Faits et procédure 

1. Selon l'arrêt attaqué (Versailles, 3 avril 2019), un conseil des prud’hommes a, par jugement du 15 septembre 2016, dit que la convention de rupture conventionnelle passée entre M. Z et son employeur, la société C3F, était régulière mais a débouté le salarié de ses demandes indemnitaires. 

2. Le jugement a été notifié à M. Z, le 4 octobre 2016. La notification comportait une erreur relative aux modalités de représentation devant la cour d’appel. 

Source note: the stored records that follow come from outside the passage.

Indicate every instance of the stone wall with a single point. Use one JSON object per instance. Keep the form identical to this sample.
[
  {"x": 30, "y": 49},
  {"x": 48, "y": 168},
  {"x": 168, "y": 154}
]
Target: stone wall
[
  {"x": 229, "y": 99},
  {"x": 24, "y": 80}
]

3. M. Z a interjeté appel du jugement par le Réseau Privé Virtuel Avocat (RPVA) devant la cour d’appel de Paris, le 3 novembre 2016. 

4. Une seconde notification a été reçue le 4 novembre 2016, par M. Z mentionnant que la représentation était obligatoire devant la cour d’appel. 

5. Par ordonnance du 9 novembre 2016, le conseiller de la mise en état de la cour d’appel de Paris a déclaré l’appel de M. Z irrecevable. 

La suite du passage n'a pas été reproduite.